Dabei fallen zwei Dinge auf: der unglaublich niedrige Lösegeldbetrag und die Tatsache, dass keine E-Mail-Adresse oder andere Kontaktmöglichkeiten angegeben werden, über die das Opfer mit dem Angreifer kommunizieren kann. Wenn wir uns erneut das Modell aus der Windows-Welt ansehen, sind Ransomware-Betreiber sehr raffiniert und effizient darin geworden, die richtigen Knöpfe zu drücken, um die Opfer zur Lösegeldzahlung zu bewegen. Sie nutzen eine Mischung aus Drohungen und Beschwichtigung und sogar so etwas wie Kunden-Support. Hier ist das nicht der Fall. In der Lösegeldforderung heißt es schlicht: „Senden Sie uns Ihr Geld. Wir bleiben in Kontakt.“ Es gibt keine Möglichkeit, die Bedrohungsakteure zu erreichen. Sie fragen nicht nach einer Kontaktadresse, fordern auch keine verschlüsselte Musterdatei und es gibt keinen anderen identifizierenden Faktor. Spontan kommt einem da der Klassiker „Rufen Sie nicht an. Wir melden uns bei Ihnen.“ in den Sinn.

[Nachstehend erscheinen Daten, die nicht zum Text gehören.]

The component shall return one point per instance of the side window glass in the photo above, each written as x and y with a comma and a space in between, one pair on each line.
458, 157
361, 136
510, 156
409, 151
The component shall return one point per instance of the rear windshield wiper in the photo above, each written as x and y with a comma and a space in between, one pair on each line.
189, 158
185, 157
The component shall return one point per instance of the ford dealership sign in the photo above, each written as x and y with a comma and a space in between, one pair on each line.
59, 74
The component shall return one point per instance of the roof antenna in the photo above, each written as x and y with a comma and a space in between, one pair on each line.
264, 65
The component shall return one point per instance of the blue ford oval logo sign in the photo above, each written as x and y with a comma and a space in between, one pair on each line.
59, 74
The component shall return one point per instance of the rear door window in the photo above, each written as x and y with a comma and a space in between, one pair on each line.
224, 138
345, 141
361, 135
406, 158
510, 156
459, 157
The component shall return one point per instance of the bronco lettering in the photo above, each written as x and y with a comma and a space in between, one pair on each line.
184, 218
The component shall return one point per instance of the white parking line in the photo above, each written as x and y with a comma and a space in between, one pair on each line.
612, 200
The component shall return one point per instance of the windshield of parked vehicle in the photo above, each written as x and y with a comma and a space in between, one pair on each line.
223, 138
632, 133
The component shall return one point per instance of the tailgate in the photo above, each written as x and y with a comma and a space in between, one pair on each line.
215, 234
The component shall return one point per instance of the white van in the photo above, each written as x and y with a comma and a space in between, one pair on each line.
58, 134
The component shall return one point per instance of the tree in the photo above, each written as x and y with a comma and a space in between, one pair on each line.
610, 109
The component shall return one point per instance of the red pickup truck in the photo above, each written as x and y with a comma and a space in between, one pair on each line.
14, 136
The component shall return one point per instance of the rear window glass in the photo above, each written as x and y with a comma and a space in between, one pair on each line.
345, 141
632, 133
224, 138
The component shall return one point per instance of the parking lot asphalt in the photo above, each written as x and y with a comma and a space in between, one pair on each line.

Wie nicht anders zu erwarten ist, haben diese Bedrohungsakteure bisher noch kein Vermögen angehäuft. Bislang sind auf der einen bekannten BitCoin-Adresse, die in allen Varianten vorkommt, exakt null Transaktionen vorhanden.
Außerdem haben die SentinelLabs festgestellt, dass die Entschlüsselungsroutine uncarve_target der Ransomware-Komponente im Code keine Aufrufer (Caller) enthält. Das deutet entweder darauf hin, dass die Funktionalität unvollständig ist oder dass die Entwickler gar keine Entschlüsselung anbieten wollten (in diesem Fall könnten wir spekulieren, ob die vorhandene Entschlüsselungsroutine im Code lediglich ein Artefakt aus früheren Tests ist).
Wer teilt was? Ein Datendieb im gemeinsamen Freigabeordner
Nachdem die oben genannten Informationen zum Vorschein kamen, sahen wir uns die anderen Fähigkeiten der Malware an, insbesondere die Tatsache, dass sie drei Python-Skripte aus dem Freigabeordner „/User/Shared“ herunterlädt und ausführt. Diese Skripte dienen dazu, Dateien mit bestimmten Erweiterungen zu suchen und zu exfiltrieren:
Die Namen der Skripte variieren, jedoch wurden anfangs die folgenden Kurznamen verwendet:
/Users/Shared/.dr /Users/Shared/.p /Users/Shared/.gp
Außerdem verfügt die Malware über weitere Datendiebstahlfunktionen. Diese sind in den unsichtbaren Mach-O-Binärdateien verborgen, welche im Library-Ordner des Benutzers abgelegt werden.
Beachten Sie die folgenden verschlüsselten Zeichenfolgen:
Für ihre Entschlüsselung können wir ein Tool einsetzen, das macOS-Forscherkollege Scott Knight entwickelt hat und das den folgenden Klartext offenlegt:
bytearray(b'*id_rsa*/ix00') bytearray(b'*.pem/ix00') bytearray(b'*.ppk/ix00') bytearray(b'known_hosts/ix00') bytearray(b'*.ca-bundle/ix00')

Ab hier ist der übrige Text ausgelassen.